Use the Chevalley-Eilenberg complex to show that $$H_3(\mathfrak{sl}_2,k) \cong H^3(\mathfrak{sl}_2,k) \cong k$$ where for simplicity $k$ is a field of characteristic $0$ and as usual, $\mathfrak{sl}_2$ denotes the space of traceless matrices in $k$.

I am only interested in the cohomological case, i.e. showing that $$H^3(\mathfrak{sl}_2,k) \cong k.$$ However, I am quite lost. I mean, the best way is to use the definitions, so we have the complex $$ \mathrm{Hom}_k(\Lambda^2\mathfrak{sl}_2,k) \overset{d}{\to} \mathrm{Hom}_k(\Lambda^3\mathfrak{sl}_2,k) \overset{d}{\to} \mathrm{Hom}_k(\Lambda^4\mathfrak{sl}_2,k)$$ where $$\begin{align*}df(x_1,\dots,x_{n + 1}) =& \sum_i (-1)^{i +1}x_if(x_1,\dots,\hat{x_i},\dots,x_{n + 1})\\ &+\sum_{i < j}(-1)^{i + j}f([x_i,x_j],x_+,\dots,\hat{x_i},\dots,\hat{x_j},\dots,x_{n + 1})\end{align*}$$

Also, I do know a basis of $\mathfrak{sl}_2$, so it should be enough to calculate the above on basis elements. Am I right? How would one proceed to calculate the cohomology?
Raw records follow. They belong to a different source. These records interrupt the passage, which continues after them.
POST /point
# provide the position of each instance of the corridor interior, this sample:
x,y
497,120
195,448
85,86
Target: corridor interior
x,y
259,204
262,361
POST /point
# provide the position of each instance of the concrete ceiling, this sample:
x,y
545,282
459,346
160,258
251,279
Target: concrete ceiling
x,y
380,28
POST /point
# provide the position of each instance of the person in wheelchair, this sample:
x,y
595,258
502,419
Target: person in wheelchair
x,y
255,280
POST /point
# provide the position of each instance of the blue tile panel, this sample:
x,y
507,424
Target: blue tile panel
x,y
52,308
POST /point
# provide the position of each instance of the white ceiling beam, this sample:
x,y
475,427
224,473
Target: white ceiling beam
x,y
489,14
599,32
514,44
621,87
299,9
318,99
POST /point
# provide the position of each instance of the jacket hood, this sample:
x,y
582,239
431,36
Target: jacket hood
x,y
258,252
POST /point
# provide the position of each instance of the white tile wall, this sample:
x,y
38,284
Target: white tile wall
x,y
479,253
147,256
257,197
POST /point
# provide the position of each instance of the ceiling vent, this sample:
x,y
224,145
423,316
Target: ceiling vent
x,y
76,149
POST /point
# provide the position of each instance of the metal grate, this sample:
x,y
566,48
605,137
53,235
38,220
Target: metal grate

Edit. This is for a short presentation of cohomology of Lie algebras at my university and thus I cannot introduce other terminology than the main onces (it was a course about Lie algebras and Lie groups). Since the topic before covers Hochschild-Serre spectral sequences and things like that I am not even sure if it is possible to calculate the homology only using the definition and some linear algebra.

Answer 1

For another nice construction see the article On Lie algebra crossed modules by Friedrich Wagemann. For all complex simple Lie algebras $L$ we have $H^3(L,\mathbb{C})\cong \mathbb{C}$, by using the interpretation as crossed modules. Section $4.1$ is for $L=\mathfrak{sl}_2(\mathbb{C})$. For a field $K$ of characteristic zero, and $L$ semisimple, $\dim H^3(L,K)$ is the number of simple factors of the complexification of $L$.

Answer 2

This can be done by hand very quickly using just linear algebra. First note that $\wedge^4 \mathfrak{sl}_2=0$ as $\dim \mathfrak{sl}_2=3$, so $H^3(\mathfrak{sl}_2,k)$ is the cokernel of $$d: \hom(\wedge^2 \mathfrak{sl}_2,k) \to \hom(\wedge^3 \mathfrak{sl}_2,k) $$

Since $\wedge^3 \mathfrak{sl}_2$ is spanned by $f\wedge h \wedge e$ (where $f,h,e$ is the usual basis of $\mathfrak{sl}_2$), to understand $d(\alpha)$ for $\alpha \in \hom(\wedge^2 \mathfrak{sl}_2,k)$ we need only compute $d(\alpha)(f\wedge h \wedge e)= \alpha( d(f\wedge h \wedge e))$. But you can check directly, using the definition of $d$, that $d(f\wedge h \wedge e)=0$. It follows that the map in the displayed equation above is zero and so $H^3(\mathfrak{sl}_2,k)=k$.